Meta Platforms (NASDAQ:META) stock is underperforming the market this year. It ended the week at $577, down by 27% from its highest point last year, with its valuation falling from $2 trillion to $1.47 trillion. 

Meta Platforms Has Become a Bargain

The ongoing Meta stock retreat has made it a bargain. Its trailing price-to-earnings ratio has dropped to 20, its lowest level since February 27 2023. It has been in a slow downtrend after peaking at 32 in October last year.

The company’s forward price-to-earnings ratio has slipped to 17, lower than the technology sector average of 33. It is also lower than its five-year average of 22. Similarly, the forward price-to-earnings-to-growth ratio has slipped to 86 cents, also lower than the sector median of 1.2.

Meta Platforms stock has retreated because of the ongoing investments in artificial intelligence and fears that it will dilute its shareholders. It plans to spend $135 billion this year, up from the previous guidance of $115 billion, citing the rising chip prices. Its spent $72 billion in capex last year. 

The company is planning to raise cash to fund this capital investment. According to the FT, it is considering raising about $85 billion, following in the footsteps of Alphabet (NASDAQ:GOOG), which raised $80 billion through a combination of debt and equity.

Most importantly, there are concerns about the return on investment in its AI investments. Meta AI, its main artificial intelligence platform, has a smaller market share compared to ChatGPT, Claude, and Google Gemini. A recent report suggested that Grok, Perplexity, DeepSeek, and Meta AI commanded less than 5% of the share.

Analysts are Bullish on Meta Platforms Stock

On the positive side, analysts are still bullish on the Meta stock price. According to Benzinga, the average estimate among analysts is $834, up by 45% from the current level. RBC Capital maintained their target at $810, while Rosenblatt maintained at $1,015. Wedbush boosted their rating from neutral to outperform, while Mizuho hiked to $850. 

One of the main reasons for this is that it is still growing because of its advertising business. The most recent Meta earnings showed that its revenue jumped by 33% to $56.3 billion. Its net income soared by 61% to $26 billion.

The average estimate among analysts is that its revenue jumped by 25% this year to $237 billion. It will then make over $282 billion next year, and this gradual growth will continue over time. 

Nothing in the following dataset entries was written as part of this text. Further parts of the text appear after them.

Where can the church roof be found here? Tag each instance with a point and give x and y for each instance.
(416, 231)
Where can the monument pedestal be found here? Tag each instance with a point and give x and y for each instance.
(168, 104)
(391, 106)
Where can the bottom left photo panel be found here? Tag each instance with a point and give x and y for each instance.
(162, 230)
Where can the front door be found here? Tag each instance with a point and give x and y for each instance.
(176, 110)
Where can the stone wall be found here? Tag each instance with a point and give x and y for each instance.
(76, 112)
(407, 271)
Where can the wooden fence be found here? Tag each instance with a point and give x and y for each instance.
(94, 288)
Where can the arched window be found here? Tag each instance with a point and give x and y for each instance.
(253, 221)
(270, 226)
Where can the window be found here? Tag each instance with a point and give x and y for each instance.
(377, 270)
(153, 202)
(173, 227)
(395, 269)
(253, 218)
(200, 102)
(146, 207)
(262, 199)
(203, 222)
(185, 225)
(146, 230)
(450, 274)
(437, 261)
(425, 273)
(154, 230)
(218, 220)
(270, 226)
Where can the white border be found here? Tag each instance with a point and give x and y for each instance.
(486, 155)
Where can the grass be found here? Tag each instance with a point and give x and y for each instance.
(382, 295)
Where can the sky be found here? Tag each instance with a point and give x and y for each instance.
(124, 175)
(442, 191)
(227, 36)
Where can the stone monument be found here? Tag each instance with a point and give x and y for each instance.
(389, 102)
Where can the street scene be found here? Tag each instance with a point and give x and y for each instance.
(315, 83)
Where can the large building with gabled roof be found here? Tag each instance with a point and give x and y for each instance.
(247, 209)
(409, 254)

Technicals Pose a Big Risk to Meta Platforms Shares

meta platforms stock
META stock chart | Source: TradingView

A key risk facing Meta Platforms is that its technicals suggest it has more downside over time. The weekly chart shows that it has slumped below the 23.6% Fibonacci Retracement and the 50-week moving average. 

It has also formed a multi-month head-and-shoulders pattern, a common bearish reversal sign. Also, the two lines of the MACD have continued falling. Therefore, technicals suggest that the stock may continue falling, potentially to $500.